Afterthoughts, October 2010: I realised a little while later that my expectations were somewhat confounded by the scotch ale I was most familiar with, Renaissance ‘Stonecutter’, being both abnormally dark and abnormally massive in the flavour department. So this has no labelling problem — and neither does Stonecutter, really; they’re just extreme ends of the style, each.

And damn, I did manage a good little run of beers that day.

Knappstein Reserve Lager

Knappstein 'Reserve' Lager
Knappstein 'Reserve' Lager

Another winemaker’s beer. And this one seems much more of a go, marketing-wise (in that somewhat-tragic but totally-understandable way that more ‘normal’ / less ‘interesting’ beers are often more marketable).

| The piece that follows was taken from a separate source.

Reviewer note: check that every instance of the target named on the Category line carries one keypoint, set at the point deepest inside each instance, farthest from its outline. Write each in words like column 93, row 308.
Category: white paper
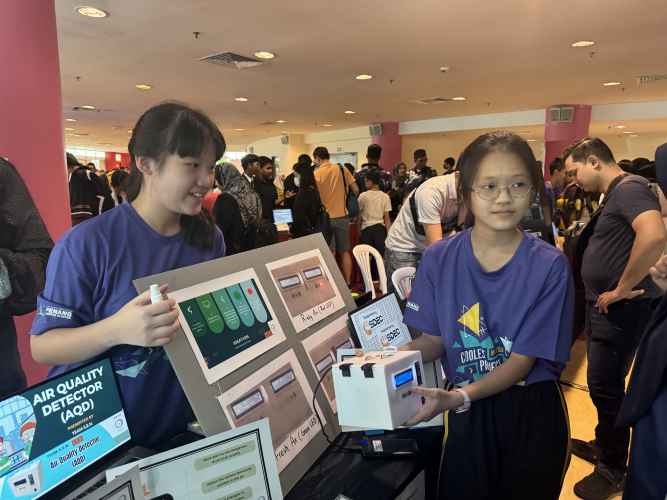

It’s a very clean lager, like a lighter version of the ‘Weka’ by Moa Breweries (itself another winemaker-offshoot). A little too thin for my liking, but perfectly well-made. These things do make for a good way to begin an evangelism effort — the flavour won’t freak anyone out, and you’re miles better off having one of these than something daft like Heineken — and at least it gets some people over that first hurdle of actually trying things from places they’ve never heard of before.

Knappstein Reserve Lager
Diary entry #57, Knappstein Reserve Lager

Verbatim: Knappstein Reserve Lager. 5/10/08 $3.5 @ Markets. Another winemakers beer. Very pale lager, with vanishy bubbles. Very clean lager, a la Weka by Moa. Better for evangelism, but a bit too thin for my liking

Pepperjack Ale

Pepperjack Ale
Pepperjack Ale

There’s the beginnings of a trend towards a wee fusion between beermakers and winemakers, and here’s a good example. Pepperjack is, ordinarily, a Shiraz. Of which I’m quite fond, despite being a Malt Nerd. I haven’t yet found out just how it’s incorporated into their Ale, but it allegedly is. The result is basically a decent straight up-and-down bitter ale. When I’m in that mood, I’d rather a Little Creature’s Rogers, but this can’t really be faulted. Except maybe in marketing terms; it’d probably be a difficult style for “evangelism” to wine drinkers. But maybe that was never really their concern; they’ve made something pretty tasty and pretty interesting and, well, pretty. That’s enough to warrant a tip of our glasses.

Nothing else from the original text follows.